Sadly I don’t have anything overly ominous to report. It’s mostly workers tearing away from the construction site across the road at a hyperspace speed of 70km, followed 2 seconds later by screeching brakes as they hit the intersection. Oh and there’s the overweight topless man that goes around on bin day pilfering plastics from our recycling, or at least I think that’s what he’s doing in the bin.

Hey you there! What are you doing with that plastic?

CARDIO BLIMP

Fitness experts will tell you that high intensity interval blast (HIIT) training is great for cardio health. It consists of short bursts of exercise followed by rest. But how on earth does one get this type of training as an artist? 

If you’re a regular reader of my blog, you’ll know my studio assistant Hazel, is a frequent visitor around these parts. Unfortunately, she is famed for wanting to cuddle on top of my drawings. Under no circumstances is she allowed direct contact with my drawings, so I only have 3 heart pounding seconds, from first locking eyes to the jubilant descent of the Goodyear blimp, with which to whip out a suitable covering. 

This frantic flailing of arms spikes my heart rate and burns calories. 

Although, I’m considering sending an all-staff email of my own reminding her of personal space in an open plan office. 

There’s nothing in the company policy that says I can’t be here

CHICKEN LEGS

So far, my suggestions have excelled at burning the calorie equivalent of a squirt of tomato sauce, but they have done nothing for muscular strength. 

The only way I have found to achieve any sort of strength or resistance training is by using the “king of all exercises”, the squat. I place a large sheet of paper on the floor, get an extremely sharp knife, then squat into a precarious position to cut the paper into smaller sizes. 

I gain a cardio boost and improve dexterity when my studio assistant hurtles toward me out of nowhere and I have to scramble to avoid slicing myself into ribbons. Sure, I could try to cut the paper on my desk, but then I wouldn’t “feel the burn” in my thighs.

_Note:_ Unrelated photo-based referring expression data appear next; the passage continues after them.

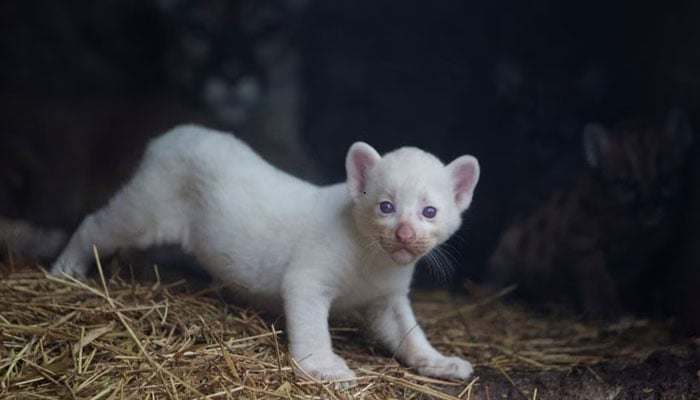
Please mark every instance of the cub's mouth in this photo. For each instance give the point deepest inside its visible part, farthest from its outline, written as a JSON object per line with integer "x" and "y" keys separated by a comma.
{"x": 402, "y": 253}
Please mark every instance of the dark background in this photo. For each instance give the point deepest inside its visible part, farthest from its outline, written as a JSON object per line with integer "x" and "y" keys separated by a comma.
{"x": 84, "y": 84}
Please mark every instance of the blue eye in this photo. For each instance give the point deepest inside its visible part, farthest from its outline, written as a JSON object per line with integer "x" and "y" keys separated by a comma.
{"x": 429, "y": 212}
{"x": 386, "y": 207}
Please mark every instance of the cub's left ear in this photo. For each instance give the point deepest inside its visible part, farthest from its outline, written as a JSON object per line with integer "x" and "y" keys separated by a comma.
{"x": 464, "y": 172}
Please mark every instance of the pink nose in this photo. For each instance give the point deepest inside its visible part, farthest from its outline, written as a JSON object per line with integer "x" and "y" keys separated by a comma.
{"x": 405, "y": 233}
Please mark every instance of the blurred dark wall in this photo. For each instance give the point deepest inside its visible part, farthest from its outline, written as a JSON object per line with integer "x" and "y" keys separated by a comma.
{"x": 84, "y": 84}
{"x": 511, "y": 82}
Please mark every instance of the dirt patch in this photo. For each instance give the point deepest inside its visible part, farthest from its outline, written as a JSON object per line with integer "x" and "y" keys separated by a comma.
{"x": 122, "y": 339}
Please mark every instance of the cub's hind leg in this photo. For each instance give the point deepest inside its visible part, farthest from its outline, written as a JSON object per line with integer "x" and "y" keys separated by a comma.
{"x": 142, "y": 214}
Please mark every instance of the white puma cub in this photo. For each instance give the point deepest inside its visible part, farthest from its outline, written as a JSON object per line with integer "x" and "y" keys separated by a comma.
{"x": 290, "y": 245}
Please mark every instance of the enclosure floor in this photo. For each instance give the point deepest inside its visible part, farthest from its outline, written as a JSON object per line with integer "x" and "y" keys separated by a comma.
{"x": 115, "y": 339}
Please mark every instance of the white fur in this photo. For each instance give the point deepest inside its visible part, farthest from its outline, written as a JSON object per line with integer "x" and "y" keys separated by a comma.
{"x": 284, "y": 243}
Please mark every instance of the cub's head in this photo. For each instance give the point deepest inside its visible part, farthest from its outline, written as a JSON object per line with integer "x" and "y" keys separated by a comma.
{"x": 408, "y": 201}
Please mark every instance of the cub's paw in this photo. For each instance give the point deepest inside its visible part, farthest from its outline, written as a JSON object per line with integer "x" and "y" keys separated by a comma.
{"x": 326, "y": 368}
{"x": 445, "y": 368}
{"x": 71, "y": 269}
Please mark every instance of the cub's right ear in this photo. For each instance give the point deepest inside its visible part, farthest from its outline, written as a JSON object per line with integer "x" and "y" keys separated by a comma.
{"x": 596, "y": 140}
{"x": 360, "y": 160}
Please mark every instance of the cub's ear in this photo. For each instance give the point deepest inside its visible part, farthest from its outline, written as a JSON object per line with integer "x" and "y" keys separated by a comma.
{"x": 464, "y": 172}
{"x": 359, "y": 161}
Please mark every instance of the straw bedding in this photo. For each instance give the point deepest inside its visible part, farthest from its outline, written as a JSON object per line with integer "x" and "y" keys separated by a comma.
{"x": 114, "y": 338}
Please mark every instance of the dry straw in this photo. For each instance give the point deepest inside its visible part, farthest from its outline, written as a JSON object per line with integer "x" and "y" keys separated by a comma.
{"x": 113, "y": 338}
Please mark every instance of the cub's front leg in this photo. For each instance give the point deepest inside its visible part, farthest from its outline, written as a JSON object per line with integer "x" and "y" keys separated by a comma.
{"x": 307, "y": 310}
{"x": 391, "y": 320}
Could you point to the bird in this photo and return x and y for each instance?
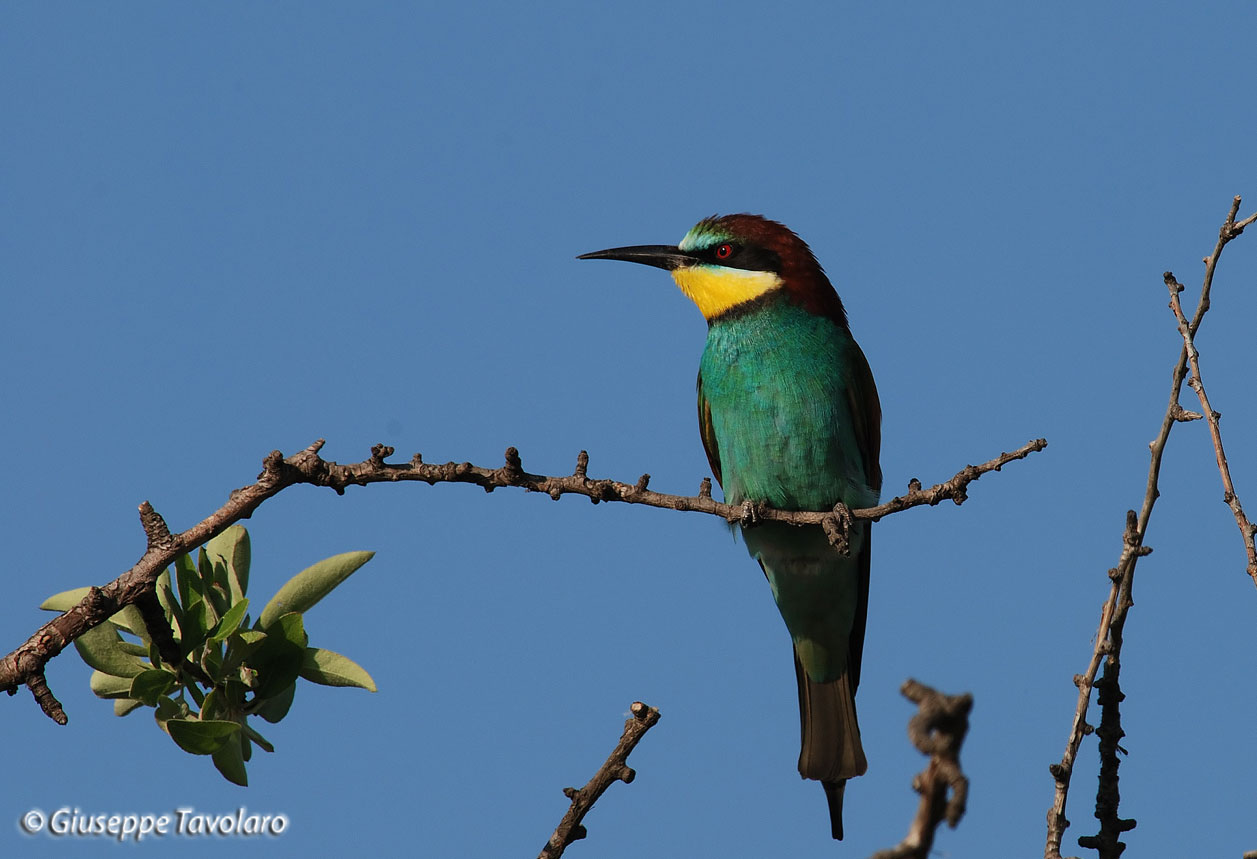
(790, 418)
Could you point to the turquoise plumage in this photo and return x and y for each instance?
(790, 416)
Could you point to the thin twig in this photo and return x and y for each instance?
(937, 730)
(1120, 592)
(307, 467)
(612, 770)
(1197, 384)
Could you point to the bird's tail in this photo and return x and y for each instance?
(831, 751)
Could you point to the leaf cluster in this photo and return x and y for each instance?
(229, 669)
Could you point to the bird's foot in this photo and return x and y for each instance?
(837, 528)
(749, 515)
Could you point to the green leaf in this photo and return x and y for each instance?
(278, 658)
(65, 600)
(123, 706)
(205, 569)
(135, 649)
(189, 580)
(130, 619)
(107, 686)
(174, 610)
(258, 738)
(328, 668)
(101, 648)
(219, 598)
(275, 708)
(214, 706)
(167, 709)
(229, 760)
(195, 625)
(230, 621)
(307, 587)
(233, 547)
(147, 687)
(203, 737)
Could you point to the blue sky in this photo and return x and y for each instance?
(235, 229)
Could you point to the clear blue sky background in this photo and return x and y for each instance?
(235, 229)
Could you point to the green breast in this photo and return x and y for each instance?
(777, 380)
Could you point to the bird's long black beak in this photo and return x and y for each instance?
(660, 255)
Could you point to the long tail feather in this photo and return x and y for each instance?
(831, 751)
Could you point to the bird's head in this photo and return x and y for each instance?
(728, 263)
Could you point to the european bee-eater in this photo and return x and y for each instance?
(790, 416)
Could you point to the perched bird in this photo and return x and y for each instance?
(790, 418)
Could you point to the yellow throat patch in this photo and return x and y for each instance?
(715, 288)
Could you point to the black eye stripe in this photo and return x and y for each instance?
(730, 254)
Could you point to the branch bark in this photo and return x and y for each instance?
(612, 770)
(25, 664)
(938, 730)
(1113, 615)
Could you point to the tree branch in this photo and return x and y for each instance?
(614, 769)
(278, 473)
(938, 730)
(1113, 615)
(1197, 384)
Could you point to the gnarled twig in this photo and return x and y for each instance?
(614, 769)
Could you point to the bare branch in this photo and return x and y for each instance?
(1113, 615)
(1197, 384)
(938, 730)
(614, 769)
(307, 467)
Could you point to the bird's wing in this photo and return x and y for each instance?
(865, 410)
(708, 432)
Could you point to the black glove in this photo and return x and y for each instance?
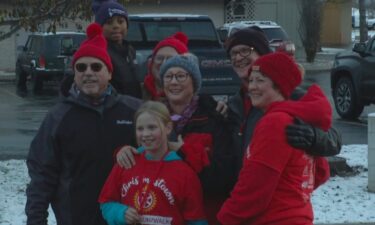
(301, 135)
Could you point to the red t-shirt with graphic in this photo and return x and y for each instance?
(169, 191)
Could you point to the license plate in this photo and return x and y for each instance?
(223, 98)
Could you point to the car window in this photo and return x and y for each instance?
(70, 43)
(275, 34)
(36, 44)
(156, 31)
(57, 43)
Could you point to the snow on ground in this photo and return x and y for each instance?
(341, 199)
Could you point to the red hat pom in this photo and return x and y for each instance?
(93, 30)
(182, 37)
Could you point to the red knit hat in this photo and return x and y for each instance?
(281, 69)
(177, 41)
(95, 46)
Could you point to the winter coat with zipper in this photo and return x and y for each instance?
(242, 127)
(276, 181)
(207, 149)
(72, 155)
(124, 76)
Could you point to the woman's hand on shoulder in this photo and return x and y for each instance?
(125, 157)
(132, 216)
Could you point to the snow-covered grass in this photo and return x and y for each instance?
(341, 199)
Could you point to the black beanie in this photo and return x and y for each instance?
(251, 36)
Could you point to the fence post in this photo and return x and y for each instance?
(371, 152)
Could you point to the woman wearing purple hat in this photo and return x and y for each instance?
(113, 17)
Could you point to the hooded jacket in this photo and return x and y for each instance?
(242, 127)
(72, 155)
(276, 181)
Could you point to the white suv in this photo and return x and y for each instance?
(277, 37)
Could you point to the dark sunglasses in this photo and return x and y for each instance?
(82, 67)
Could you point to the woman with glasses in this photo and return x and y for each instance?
(200, 136)
(165, 49)
(203, 140)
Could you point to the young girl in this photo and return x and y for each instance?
(160, 188)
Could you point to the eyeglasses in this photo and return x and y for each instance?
(159, 59)
(180, 77)
(82, 67)
(244, 52)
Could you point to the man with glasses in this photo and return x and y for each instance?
(72, 153)
(243, 48)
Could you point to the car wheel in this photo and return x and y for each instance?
(36, 83)
(345, 98)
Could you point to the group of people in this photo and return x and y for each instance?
(112, 151)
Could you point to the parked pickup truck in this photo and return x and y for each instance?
(218, 77)
(353, 80)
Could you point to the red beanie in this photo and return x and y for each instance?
(95, 46)
(281, 69)
(177, 41)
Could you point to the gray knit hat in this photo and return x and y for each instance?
(188, 62)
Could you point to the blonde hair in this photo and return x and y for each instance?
(158, 109)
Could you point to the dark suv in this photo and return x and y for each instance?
(46, 57)
(218, 77)
(353, 79)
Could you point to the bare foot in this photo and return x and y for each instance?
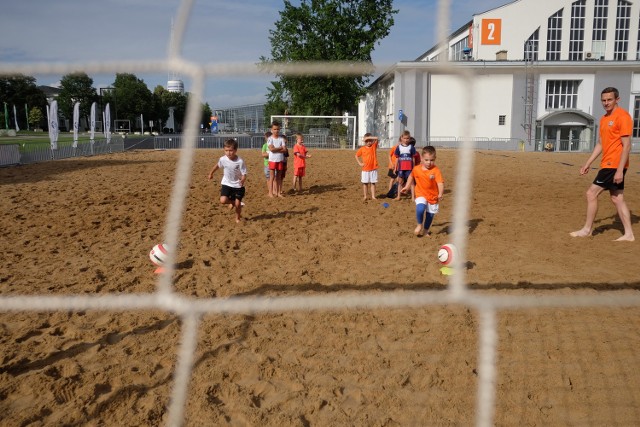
(580, 233)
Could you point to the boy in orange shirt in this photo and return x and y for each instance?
(300, 157)
(616, 127)
(367, 158)
(429, 189)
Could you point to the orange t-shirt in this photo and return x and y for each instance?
(612, 127)
(427, 182)
(299, 162)
(369, 157)
(394, 159)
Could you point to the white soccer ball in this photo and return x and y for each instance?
(159, 254)
(447, 253)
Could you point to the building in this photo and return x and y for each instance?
(242, 119)
(535, 68)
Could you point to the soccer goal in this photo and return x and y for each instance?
(122, 126)
(321, 131)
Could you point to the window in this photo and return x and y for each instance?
(638, 47)
(623, 23)
(562, 94)
(458, 50)
(554, 36)
(531, 46)
(576, 34)
(599, 36)
(636, 117)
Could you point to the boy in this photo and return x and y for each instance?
(369, 164)
(616, 127)
(300, 157)
(429, 189)
(405, 153)
(277, 148)
(233, 177)
(265, 156)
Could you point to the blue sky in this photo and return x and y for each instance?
(227, 31)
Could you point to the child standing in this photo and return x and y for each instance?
(405, 153)
(233, 177)
(265, 156)
(367, 158)
(277, 149)
(429, 190)
(300, 157)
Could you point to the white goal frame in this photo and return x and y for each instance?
(283, 119)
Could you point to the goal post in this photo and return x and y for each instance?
(321, 131)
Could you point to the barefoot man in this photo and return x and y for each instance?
(615, 144)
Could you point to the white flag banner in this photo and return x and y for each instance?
(107, 123)
(15, 118)
(48, 121)
(76, 117)
(53, 124)
(92, 125)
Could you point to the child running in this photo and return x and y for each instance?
(429, 190)
(367, 158)
(233, 177)
(300, 157)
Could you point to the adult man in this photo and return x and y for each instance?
(615, 144)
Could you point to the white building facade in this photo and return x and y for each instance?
(528, 73)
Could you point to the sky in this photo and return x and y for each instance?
(34, 31)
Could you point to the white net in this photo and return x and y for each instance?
(490, 383)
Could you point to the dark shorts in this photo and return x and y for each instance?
(604, 179)
(232, 193)
(277, 166)
(404, 175)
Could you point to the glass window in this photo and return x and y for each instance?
(554, 36)
(576, 35)
(623, 23)
(562, 94)
(531, 46)
(636, 117)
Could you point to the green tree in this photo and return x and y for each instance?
(35, 117)
(129, 98)
(76, 87)
(325, 30)
(19, 90)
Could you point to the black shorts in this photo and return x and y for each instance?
(604, 179)
(404, 175)
(232, 193)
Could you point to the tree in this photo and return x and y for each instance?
(35, 117)
(325, 30)
(76, 87)
(129, 98)
(20, 90)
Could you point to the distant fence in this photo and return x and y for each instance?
(495, 144)
(12, 154)
(174, 142)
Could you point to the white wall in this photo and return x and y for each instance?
(492, 98)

74cm of dangerous exercise

HAND CRAMPS

One of my biggest challenges is hand strain from the repetitive fine motor skills of drawing. After a long week it generally gets to the point where I can’t really keep going because of the hand cramps. 

I have a few solutions. Firstly, one I’ve mentioned before and that is to switch between graphite and colour pencil, graphite being the easier of the two on my hands.  

Another way is to work on the business side of things i.e. writing nonsensical blog posts, creating overly cinematic time-lapse videos for my YouTube channel, adjusting the lighting on my poorly captured images for my website shop and instagram account. 

But my favourite solution involves my studio assistant who is well practiced at taking regular breaks. She willingly sacrifices her fluffy parts for me to bend and stretch my hand muscles.  

I hate this so much, you know I only do this for you…now, a little to the left…

Well I’m feeling slimmer already! But I don’t want to waste away so I’m off to chow down on some dinner. 

Do you have any suggestions on how to keep limber at a desk job? Does it involve easy stuff like drinking the cleaning chemicals? Let me know!